Please use this identifier to cite or link to this item: https://www.arca.fiocruz.br/handle/icict/16443
Title: Combination Chemotherapy with Suboptimal Doses of Benznidazole and Pentoxifylline Sustains Partial Reversion of Experimental Chagas' Heart Disease
Authors: Pereira, Glaucia Vilar
Pereira, Isabela Resende
Ruivo, Leonardo Alexandre de Souza
Moreira, Otacilio Cruz
Silva, Andrea Alice da
Britto, Constança
Lannes-Vieira, Joseli
Affilliation: Fundação Oswaldo Cruz. Instituto Oswaldo Cruz. Laboratório de Biologia das Interações. Rio de Janeiro, RJ, Brasil.
Fundação Oswaldo Cruz. Instituto Oswaldo Cruz. Laboratório de Biologia das Interações. Rio de Janeiro, RJ, Brasil.
Fundação Oswaldo Cruz. Instituto Oswaldo Cruz. Laboratório de Biologia das Interações. Rio de Janeiro, RJ, Brasil.
Fundação Oswaldo Cruz. Instituto Oswaldo Cruz. Laboratório de Biologia Molecular e Doenças Endêmicas. Rio de Janeiro, RJ, Brasil.
Universidade Federal Fluminense. Faculdade de Medicina. Departamento de Patologia. Niterói, RJ, Brasil.
Fundação Oswaldo Cruz. Instituto Oswaldo Cruz. Laboratório de Biologia Molecular e Doenças Endêmicas. Rio de Janeiro, RJ, Brasil.
Fundação Oswaldo Cruz. Instituto Oswaldo Cruz. Laboratório de Biologia das Interações. Rio de Janeiro, RJ, Brasil.

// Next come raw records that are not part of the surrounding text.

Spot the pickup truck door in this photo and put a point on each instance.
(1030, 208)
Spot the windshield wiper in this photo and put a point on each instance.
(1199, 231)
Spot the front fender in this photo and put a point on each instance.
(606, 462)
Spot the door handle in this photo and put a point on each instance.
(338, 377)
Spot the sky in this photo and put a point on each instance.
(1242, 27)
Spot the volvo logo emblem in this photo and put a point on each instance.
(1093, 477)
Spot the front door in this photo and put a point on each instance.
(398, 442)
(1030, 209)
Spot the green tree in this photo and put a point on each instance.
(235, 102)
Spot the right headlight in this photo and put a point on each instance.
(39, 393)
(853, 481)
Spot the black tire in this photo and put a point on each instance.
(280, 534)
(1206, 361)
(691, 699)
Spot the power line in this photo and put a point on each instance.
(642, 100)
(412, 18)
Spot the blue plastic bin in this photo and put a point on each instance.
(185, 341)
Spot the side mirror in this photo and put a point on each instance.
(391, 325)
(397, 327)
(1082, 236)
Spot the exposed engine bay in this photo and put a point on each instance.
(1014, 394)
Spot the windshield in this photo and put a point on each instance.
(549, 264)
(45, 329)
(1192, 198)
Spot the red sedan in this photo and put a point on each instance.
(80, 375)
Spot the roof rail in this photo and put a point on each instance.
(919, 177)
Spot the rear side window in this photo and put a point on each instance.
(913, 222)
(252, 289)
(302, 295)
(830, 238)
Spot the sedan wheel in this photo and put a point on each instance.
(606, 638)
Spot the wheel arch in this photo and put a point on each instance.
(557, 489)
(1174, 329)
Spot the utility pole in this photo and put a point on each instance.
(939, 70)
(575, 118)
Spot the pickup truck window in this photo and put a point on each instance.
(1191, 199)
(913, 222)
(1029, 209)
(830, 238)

Abstract: Chronic chagasic cardiomyopathy (CCC) progresses with parasite persistence, fibrosis, and electrical alterations associated with an unbalanced immune response such as high plasma levels of tumor necrosis factor (TNF) and nitric oxide (NO). Presently, the available treatments only mitigate the symptoms of CCC. To improve CCC prognosis, we interfered with the parasite load and unbalanced immune response using the trypanocidal drug benznidazole (Bz) and the immunoregulator pentoxifylline (PTX). C57BL/6 mice chronically infected with the Colombian strain of Trypanosoma cruzi and with signs of CCC were treated for 30 days with a suboptimal dose of Bz (25 mg/kg of body weight), PTX (20 mg/kg), or their combination (Bz plus PTX) and analyzed for electrocardiographic, histopathological, and immunological changes. Bz (76%) and Bz-plus-PTX (79%) therapies decreased parasite loads. Although the three therapies reduced myocarditis and fibrosis and ameliorated electrical alterations, only Bz plus PTX restored normal heart rate-corrected QT (QTc) intervals. Bz-plus-PTX-treated mice presented complementary effects of Bz and PTX, which reduced TNF expression (37%) in heart tissue and restored normal TNF receptor 1 expression on CD8(+) T cells, respectively. Bz (85%) and PTX (70%) therapies reduced the expression of inducible nitric oxide synthase (iNOS/NOS2) in heart tissue, but only Bz (58%) reduced NO levels in serum. These effects were more pronounced after Bz-plus-PTX therapy. Moreover, 30 to 50 days after treatment cessation, reductions of the prolonged QTc and QRS intervals were sustained in Bz-plus-PTX-treated mice. Our findings support the importance of interfering with the etiological agent and immunological abnormalities to improve CCC prognosis, opening an opportunity for a better quality of life for Chagas' disease (CD) patients.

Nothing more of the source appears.